Butch came into our lives rather abruptly, kind of like an ominous growth that suddenly appears on your backside, and I was itching to have him removed. Unfortunately, Pop was a lover of almost all animals. Any stray that showed up on his farm got a cot and three square meals a day, no background check needed, no questions asked. He even liked cats, that’s how bad it was.

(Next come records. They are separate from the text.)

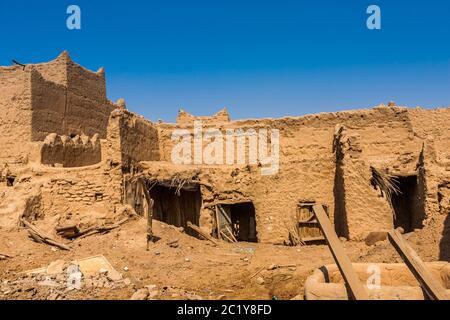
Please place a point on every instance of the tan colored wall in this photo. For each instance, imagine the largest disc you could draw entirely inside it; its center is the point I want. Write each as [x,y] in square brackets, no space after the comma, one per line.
[132,139]
[308,169]
[70,101]
[15,111]
[71,152]
[49,107]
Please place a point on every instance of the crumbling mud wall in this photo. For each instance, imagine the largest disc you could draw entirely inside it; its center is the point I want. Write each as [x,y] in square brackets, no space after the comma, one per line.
[187,118]
[132,139]
[79,192]
[326,158]
[382,137]
[15,110]
[71,152]
[48,107]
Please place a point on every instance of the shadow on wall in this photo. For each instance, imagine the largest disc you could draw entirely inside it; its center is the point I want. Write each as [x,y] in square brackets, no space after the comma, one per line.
[444,246]
[69,152]
[340,213]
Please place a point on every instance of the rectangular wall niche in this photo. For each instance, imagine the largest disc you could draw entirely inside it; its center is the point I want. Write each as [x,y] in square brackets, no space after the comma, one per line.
[237,222]
[177,208]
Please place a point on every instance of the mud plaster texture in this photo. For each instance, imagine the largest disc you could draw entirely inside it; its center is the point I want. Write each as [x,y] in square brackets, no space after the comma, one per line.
[71,153]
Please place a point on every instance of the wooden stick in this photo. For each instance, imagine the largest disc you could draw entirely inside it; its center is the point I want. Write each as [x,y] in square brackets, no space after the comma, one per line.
[201,232]
[39,236]
[226,237]
[256,273]
[4,256]
[149,223]
[219,236]
[231,234]
[431,286]
[343,262]
[102,229]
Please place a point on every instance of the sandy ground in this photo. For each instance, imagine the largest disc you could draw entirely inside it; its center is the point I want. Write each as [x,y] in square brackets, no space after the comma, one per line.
[191,269]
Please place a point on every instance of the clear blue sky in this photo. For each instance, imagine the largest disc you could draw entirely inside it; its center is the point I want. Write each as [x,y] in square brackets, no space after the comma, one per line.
[258,58]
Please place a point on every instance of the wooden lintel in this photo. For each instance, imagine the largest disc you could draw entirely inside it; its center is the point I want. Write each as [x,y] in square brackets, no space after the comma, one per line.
[431,286]
[342,260]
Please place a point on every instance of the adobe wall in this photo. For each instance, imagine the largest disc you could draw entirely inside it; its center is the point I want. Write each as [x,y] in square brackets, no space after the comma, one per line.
[15,110]
[71,152]
[308,169]
[48,107]
[69,100]
[79,193]
[131,139]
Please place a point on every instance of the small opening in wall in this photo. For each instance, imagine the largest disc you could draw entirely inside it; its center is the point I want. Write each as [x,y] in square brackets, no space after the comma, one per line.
[177,208]
[238,222]
[407,204]
[10,181]
[98,196]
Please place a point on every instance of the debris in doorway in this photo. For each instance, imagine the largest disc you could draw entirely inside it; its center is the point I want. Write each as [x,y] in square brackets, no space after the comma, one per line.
[245,250]
[173,243]
[4,256]
[40,237]
[275,266]
[73,232]
[375,237]
[201,233]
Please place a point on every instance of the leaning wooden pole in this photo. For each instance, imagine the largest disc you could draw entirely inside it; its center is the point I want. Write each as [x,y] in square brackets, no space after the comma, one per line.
[342,260]
[149,223]
[431,286]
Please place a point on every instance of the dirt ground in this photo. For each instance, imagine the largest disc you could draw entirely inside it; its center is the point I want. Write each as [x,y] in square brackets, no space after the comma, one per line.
[189,269]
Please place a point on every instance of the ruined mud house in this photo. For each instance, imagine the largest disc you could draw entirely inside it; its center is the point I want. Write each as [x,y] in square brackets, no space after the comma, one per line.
[68,154]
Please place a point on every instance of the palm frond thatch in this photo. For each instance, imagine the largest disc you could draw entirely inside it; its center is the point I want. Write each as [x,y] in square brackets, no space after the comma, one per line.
[386,182]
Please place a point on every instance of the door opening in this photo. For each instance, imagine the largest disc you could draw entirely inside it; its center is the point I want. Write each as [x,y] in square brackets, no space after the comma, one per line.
[407,204]
[238,222]
[177,208]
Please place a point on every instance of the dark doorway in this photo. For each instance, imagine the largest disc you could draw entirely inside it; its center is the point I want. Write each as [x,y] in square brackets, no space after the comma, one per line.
[407,204]
[177,208]
[243,220]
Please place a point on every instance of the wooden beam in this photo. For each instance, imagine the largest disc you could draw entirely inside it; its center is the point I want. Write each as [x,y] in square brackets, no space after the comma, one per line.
[219,236]
[201,232]
[431,286]
[343,262]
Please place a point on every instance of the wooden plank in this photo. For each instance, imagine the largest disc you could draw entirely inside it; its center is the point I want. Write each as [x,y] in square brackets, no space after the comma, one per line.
[343,262]
[219,235]
[431,286]
[201,232]
[310,239]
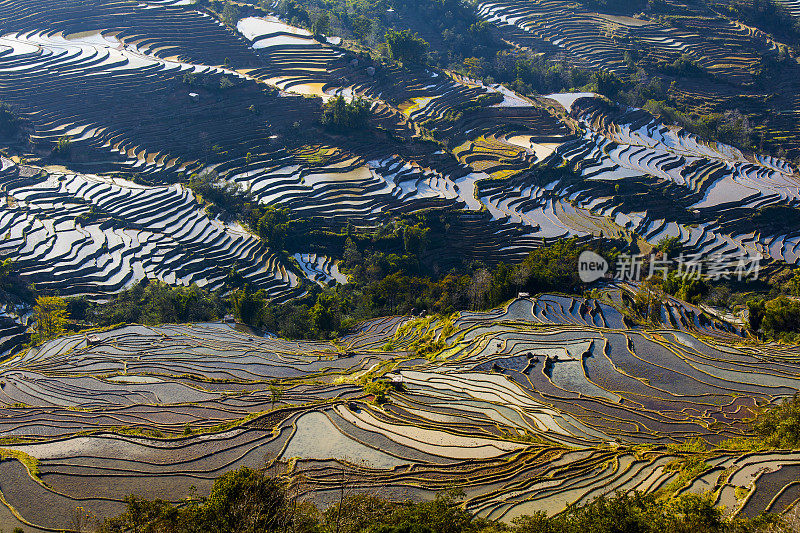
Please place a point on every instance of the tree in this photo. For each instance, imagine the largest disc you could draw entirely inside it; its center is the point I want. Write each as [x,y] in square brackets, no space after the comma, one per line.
[246,501]
[755,310]
[63,147]
[406,47]
[50,313]
[481,283]
[338,114]
[250,307]
[794,284]
[230,14]
[779,425]
[275,394]
[321,25]
[6,268]
[782,315]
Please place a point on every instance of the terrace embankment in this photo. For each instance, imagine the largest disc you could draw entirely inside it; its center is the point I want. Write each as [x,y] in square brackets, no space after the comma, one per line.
[542,402]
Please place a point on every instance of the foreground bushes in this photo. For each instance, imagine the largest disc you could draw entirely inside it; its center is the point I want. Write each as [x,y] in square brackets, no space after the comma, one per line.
[248,501]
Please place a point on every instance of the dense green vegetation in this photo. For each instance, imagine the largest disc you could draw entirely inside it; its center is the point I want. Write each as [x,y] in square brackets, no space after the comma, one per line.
[384,284]
[339,115]
[779,426]
[248,501]
[150,302]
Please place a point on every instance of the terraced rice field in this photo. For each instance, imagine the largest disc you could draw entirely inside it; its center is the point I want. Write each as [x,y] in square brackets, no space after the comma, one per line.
[532,406]
[727,50]
[137,87]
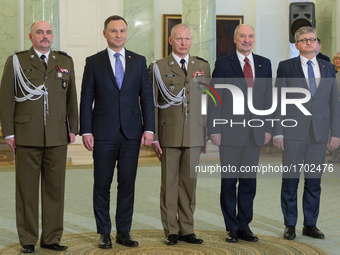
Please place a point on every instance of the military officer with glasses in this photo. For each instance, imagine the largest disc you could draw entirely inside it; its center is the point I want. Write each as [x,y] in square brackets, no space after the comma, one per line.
[304,145]
[174,118]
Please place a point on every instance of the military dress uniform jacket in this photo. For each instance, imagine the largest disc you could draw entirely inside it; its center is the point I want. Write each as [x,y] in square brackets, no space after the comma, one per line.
[173,129]
[25,119]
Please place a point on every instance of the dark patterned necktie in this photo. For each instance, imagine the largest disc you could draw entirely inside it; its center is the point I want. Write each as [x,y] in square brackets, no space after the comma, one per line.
[119,70]
[311,78]
[43,58]
[248,73]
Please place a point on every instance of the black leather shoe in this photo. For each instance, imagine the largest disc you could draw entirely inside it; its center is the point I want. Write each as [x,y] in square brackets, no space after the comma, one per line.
[313,231]
[27,249]
[126,240]
[54,247]
[289,233]
[171,239]
[247,235]
[105,241]
[191,238]
[231,237]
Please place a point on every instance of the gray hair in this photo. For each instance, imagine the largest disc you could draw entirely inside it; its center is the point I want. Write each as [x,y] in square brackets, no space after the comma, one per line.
[303,31]
[236,29]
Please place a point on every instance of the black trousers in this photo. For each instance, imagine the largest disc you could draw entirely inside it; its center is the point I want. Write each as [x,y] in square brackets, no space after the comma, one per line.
[106,154]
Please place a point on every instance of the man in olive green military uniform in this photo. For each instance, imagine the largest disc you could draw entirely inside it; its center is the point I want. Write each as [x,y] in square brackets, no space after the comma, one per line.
[39,116]
[179,134]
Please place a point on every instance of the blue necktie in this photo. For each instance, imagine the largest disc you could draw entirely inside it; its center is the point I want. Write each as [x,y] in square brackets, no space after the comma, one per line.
[119,70]
[311,78]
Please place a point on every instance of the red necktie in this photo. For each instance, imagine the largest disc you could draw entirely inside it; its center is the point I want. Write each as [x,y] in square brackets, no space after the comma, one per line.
[248,73]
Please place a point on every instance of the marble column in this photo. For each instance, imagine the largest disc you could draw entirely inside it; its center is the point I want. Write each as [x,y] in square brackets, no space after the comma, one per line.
[200,16]
[140,18]
[323,18]
[8,30]
[35,10]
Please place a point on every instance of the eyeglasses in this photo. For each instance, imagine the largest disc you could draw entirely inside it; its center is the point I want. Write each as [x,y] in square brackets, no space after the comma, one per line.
[305,40]
[180,39]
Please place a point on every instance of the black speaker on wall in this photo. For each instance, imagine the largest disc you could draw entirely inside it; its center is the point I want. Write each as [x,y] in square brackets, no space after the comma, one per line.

Of course, my dog and family pet, Barkley, took up with Butch right way. He was always one to succumb to peer pressure and follow the wrong crowd. Soon, Butch had Barkley out all hours of the night, chasing skirts and cars, and hanging out with a pack of other unsavory felons. Before we knew it, all the unprotected maidens along Speed Limit Road became “great with pup.” Phone calls began pouring in from the owners of the dishonored lady dogs, demanding child support from the tramp or his owner.

Then the killings started.

(For those of you who don’t know the frontier code of rural South Carolina, there is no mercy for a varmint that dares kill and eat a live chicken or farm-fresh eggs.)